Loving the space though =)
Code:
root@sabayonx86-64: 01:38 PM :~# df -Hl
Filesystem Size Used Avail Use% Mounted on
/dev/sdc2 35G 32G 3.8G 90% /
udev 4.2G 263k 4.2G 1% /dev
none 1.1M 324k 725k 31% /lib/rcscripts/init.d
/dev/sdc1 100M 59M 42M 59% /boot
/dev/sdc3 18T 6.9T 11T 39% /data
/dev/sdd1 751G 559G 192G 75% /750
/dev/sdb1 21G 6.7G 15G 32% /mac
/dev/sda1 84G 53G 32G 63% /winxp
tmpfs 4.2G 0 4.2G 0% /dev/shm
I didn't really trust the online migration so I brought my system into work and off-loaded all my data on a pair of 2U servers with 8x750 GB drives in raid6. I have to say that the 3ware controllers in them suck for writes as it took 2 days to off-load my data to them and only 1 day to bring it back.

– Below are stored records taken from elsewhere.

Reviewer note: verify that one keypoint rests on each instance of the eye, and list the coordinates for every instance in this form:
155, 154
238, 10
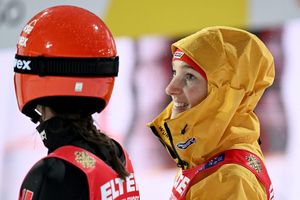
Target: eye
189, 77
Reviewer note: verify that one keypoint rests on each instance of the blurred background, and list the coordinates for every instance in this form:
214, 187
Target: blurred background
144, 31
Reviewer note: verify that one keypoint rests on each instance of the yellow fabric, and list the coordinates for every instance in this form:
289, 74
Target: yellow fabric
239, 68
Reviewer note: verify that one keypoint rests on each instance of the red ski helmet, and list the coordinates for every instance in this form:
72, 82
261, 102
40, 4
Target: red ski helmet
66, 56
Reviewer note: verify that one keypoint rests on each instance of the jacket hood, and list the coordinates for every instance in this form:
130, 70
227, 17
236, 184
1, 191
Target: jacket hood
239, 68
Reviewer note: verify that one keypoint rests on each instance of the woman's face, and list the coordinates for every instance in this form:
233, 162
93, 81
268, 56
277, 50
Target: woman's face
187, 87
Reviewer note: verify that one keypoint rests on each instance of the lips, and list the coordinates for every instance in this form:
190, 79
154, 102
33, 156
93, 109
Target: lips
180, 107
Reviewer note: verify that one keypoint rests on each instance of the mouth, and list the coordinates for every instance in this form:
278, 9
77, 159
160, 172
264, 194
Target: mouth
180, 107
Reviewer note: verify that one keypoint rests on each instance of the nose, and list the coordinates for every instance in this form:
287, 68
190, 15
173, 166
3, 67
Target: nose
174, 87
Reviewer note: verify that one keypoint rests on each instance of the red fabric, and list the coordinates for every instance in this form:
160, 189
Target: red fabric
103, 181
179, 55
233, 156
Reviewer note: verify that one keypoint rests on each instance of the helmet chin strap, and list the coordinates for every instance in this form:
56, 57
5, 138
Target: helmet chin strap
34, 115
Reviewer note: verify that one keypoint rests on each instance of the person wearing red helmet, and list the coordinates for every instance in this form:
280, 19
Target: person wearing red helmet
65, 65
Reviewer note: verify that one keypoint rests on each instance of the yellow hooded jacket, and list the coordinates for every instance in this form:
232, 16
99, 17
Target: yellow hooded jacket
239, 68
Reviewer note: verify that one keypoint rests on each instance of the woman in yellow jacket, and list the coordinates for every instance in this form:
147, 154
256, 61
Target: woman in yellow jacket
210, 128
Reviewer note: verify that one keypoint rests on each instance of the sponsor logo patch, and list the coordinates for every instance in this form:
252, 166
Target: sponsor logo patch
178, 54
184, 145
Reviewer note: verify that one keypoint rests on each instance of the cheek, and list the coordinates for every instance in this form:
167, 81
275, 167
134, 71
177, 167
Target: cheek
196, 95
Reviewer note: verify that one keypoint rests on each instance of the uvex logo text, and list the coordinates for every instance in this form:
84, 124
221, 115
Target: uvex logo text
22, 64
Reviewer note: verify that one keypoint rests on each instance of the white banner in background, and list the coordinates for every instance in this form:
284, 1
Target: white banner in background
15, 13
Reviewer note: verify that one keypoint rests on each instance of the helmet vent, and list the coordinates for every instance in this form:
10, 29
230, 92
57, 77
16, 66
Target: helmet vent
78, 87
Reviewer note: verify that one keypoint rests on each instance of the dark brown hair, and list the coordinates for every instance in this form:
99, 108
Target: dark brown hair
84, 126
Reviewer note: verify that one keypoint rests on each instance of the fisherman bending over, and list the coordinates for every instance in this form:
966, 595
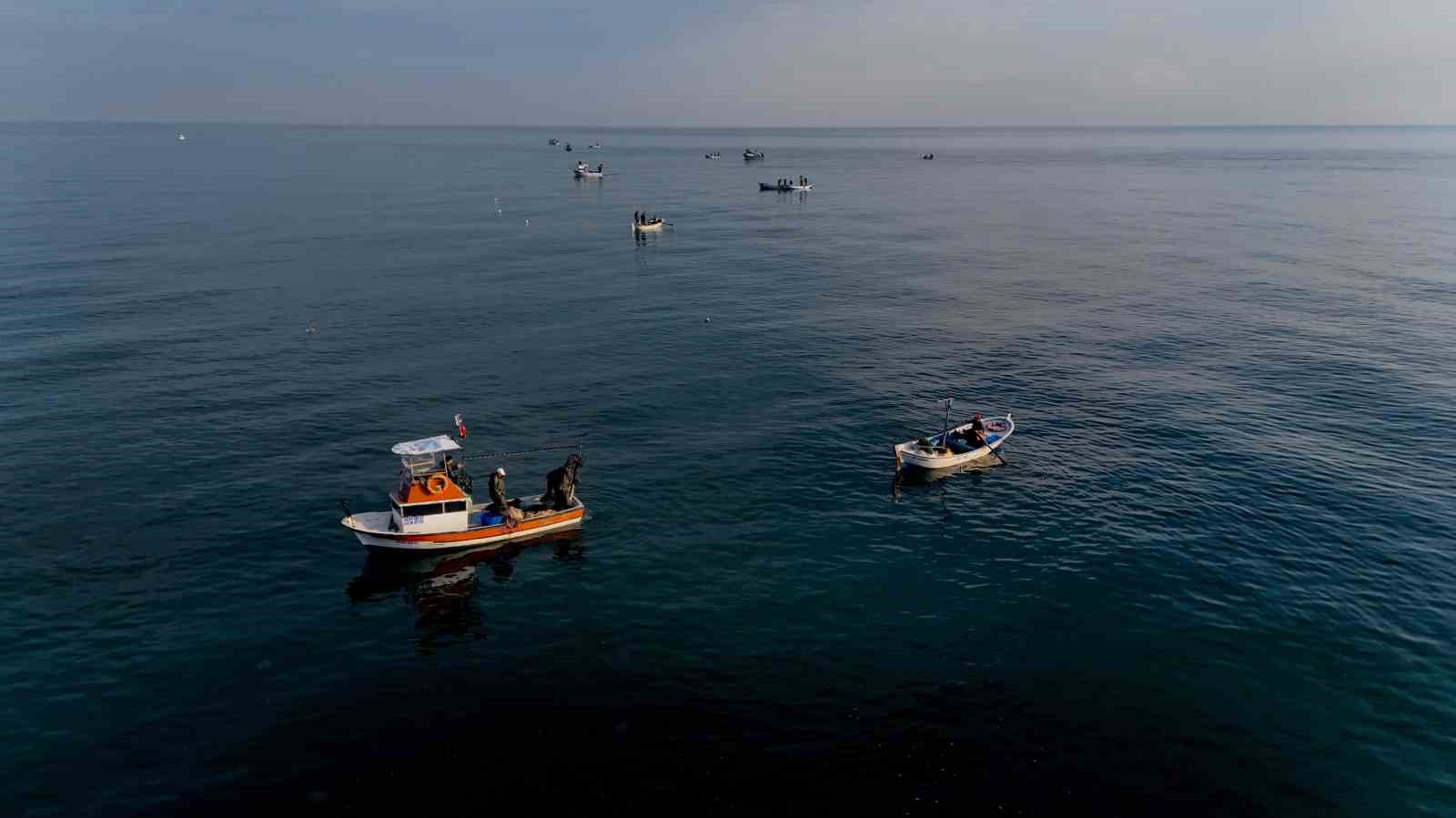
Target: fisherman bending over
499, 492
977, 436
561, 483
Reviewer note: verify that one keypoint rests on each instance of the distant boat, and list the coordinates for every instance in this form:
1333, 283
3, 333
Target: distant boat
953, 447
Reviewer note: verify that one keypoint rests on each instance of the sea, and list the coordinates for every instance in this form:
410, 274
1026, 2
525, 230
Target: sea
1216, 574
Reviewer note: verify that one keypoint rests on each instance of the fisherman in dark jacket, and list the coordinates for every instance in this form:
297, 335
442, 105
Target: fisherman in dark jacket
561, 483
499, 492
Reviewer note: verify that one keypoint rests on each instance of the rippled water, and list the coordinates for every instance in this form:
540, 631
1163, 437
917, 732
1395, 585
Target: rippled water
1215, 578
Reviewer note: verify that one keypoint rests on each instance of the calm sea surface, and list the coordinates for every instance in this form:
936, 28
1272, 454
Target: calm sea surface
1216, 577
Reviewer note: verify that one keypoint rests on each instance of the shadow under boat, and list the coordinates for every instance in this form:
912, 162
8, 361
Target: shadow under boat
921, 478
453, 574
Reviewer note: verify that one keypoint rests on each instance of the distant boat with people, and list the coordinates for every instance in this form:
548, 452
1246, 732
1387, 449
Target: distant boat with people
642, 225
785, 185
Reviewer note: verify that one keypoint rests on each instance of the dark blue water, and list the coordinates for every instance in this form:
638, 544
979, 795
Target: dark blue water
1218, 575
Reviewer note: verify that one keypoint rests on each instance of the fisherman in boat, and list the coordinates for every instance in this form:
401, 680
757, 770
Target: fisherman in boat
561, 483
458, 475
977, 434
499, 502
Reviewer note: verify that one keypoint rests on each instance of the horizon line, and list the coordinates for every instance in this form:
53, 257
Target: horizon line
922, 126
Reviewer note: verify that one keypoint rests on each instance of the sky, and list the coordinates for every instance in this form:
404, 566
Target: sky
750, 63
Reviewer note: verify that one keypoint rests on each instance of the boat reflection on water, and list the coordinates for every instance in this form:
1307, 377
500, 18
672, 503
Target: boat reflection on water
922, 478
440, 585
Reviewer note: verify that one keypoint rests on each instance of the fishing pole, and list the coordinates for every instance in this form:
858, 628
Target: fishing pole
577, 446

I also noticed that initializing an array goes *much* slower when you chose back-ground init. A foreground init of my 11TB raid5 took about 4.5 hours. It took about the same for a 8 drives raid6 array (I had two arrays for a while to stress test the new 8 drives). In about 24 hours the 18 TB raid6 array was only about 50% initialized and its still going:
Code:
Volume Set Information
Volume Set Name LINUX VOLUME
Raid Set Name 18TB RAID6
Volume Capacity 17895.0GB
SCSI Ch/Id/Lun 0/0/2
Raid Level Raid 6
Stripe Size 128KBytes
Block Size 512Bytes
Member Disks 20
Cache Mode Write Back
Tagged Queuing Enabled
Volume State Initializing
Progress 71.3%
I can't do benchmarks until the init is complete but it is quite fast even though it is initializing.